The latest conventional wisdom suggests that deputy prime minister John Prescott is the last person that you would want campaigning for a radical policy. With his various homes and cars, his credibility as a man of the people has taken something of a battering of late. His tendency to lose his rag, either with television interviewers or mullet-haired protesters, is another chink in his armour.

Then there is his notoriously garbled syntax. Yet undaunted by his questionable communication skills, Prescott set out this week to argue for regional devolution across the north of England.

There could hardly be a worse time to launch this charm offensive. The government's first problem is that it is pushing for a "yes" vote on the new regional assemblies without being clear what powers they will have.

Prescott suggests that the advisory role envisaged in an earlier white paper should be extended to real powers over transport and jobs, but details are sketchy at this stage.

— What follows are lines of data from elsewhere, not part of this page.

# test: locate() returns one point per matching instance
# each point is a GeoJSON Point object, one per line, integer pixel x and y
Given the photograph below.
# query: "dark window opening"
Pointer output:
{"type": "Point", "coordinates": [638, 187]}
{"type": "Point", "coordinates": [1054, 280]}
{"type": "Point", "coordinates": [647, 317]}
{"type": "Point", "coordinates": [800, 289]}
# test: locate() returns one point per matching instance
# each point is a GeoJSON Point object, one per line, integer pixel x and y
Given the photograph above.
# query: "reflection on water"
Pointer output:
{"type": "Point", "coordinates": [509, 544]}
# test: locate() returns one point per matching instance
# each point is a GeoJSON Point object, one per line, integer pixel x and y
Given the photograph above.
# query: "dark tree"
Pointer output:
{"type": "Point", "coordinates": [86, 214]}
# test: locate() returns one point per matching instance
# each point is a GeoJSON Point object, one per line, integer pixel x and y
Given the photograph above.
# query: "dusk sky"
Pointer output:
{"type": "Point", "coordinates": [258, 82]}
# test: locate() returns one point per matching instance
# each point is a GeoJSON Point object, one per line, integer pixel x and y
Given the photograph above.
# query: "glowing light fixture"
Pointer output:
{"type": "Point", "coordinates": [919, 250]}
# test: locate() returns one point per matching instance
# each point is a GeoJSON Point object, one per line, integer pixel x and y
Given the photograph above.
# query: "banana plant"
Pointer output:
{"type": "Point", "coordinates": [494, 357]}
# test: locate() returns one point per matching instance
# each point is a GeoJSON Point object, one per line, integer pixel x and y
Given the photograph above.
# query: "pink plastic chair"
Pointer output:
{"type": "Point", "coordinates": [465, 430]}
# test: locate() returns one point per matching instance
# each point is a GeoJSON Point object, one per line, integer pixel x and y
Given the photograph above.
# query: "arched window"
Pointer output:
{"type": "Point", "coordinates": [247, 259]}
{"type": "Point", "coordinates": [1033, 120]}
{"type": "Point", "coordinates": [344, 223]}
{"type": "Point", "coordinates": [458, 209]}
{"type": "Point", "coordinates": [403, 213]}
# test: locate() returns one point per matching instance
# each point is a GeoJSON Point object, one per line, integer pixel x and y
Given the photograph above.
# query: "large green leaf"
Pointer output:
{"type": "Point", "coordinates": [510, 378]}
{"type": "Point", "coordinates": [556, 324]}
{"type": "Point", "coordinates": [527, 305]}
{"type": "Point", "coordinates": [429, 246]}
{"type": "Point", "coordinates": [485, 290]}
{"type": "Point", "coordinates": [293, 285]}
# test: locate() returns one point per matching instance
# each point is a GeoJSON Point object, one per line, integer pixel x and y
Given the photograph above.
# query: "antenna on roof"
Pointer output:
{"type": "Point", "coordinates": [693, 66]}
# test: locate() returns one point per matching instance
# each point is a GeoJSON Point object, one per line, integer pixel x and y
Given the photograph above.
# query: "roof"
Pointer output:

However, his further difficulty is that many residents already fear that the assemblies will undermine local democracy by removing strategic decisions to a remote regional tier. He will also struggle to overcome the impression that these bodies will be little more than expensive talking shops as long as the Treasury retains a tight grip on finances. If governments, whether local or regional, lack tax-raising powers they also lack credibility.

That said, the case for an assembly becomes much more persuasive when you consider that Greater Manchester, for example, has a bigger economy than Greece or Portugal. Yet financial rigour matters more than size.

Opponents of devolution need only point to the own goal of the Scottish parliament, which went disastrously over budget on a new building by 1,000 per cent, to cause irreparable damage to the concept.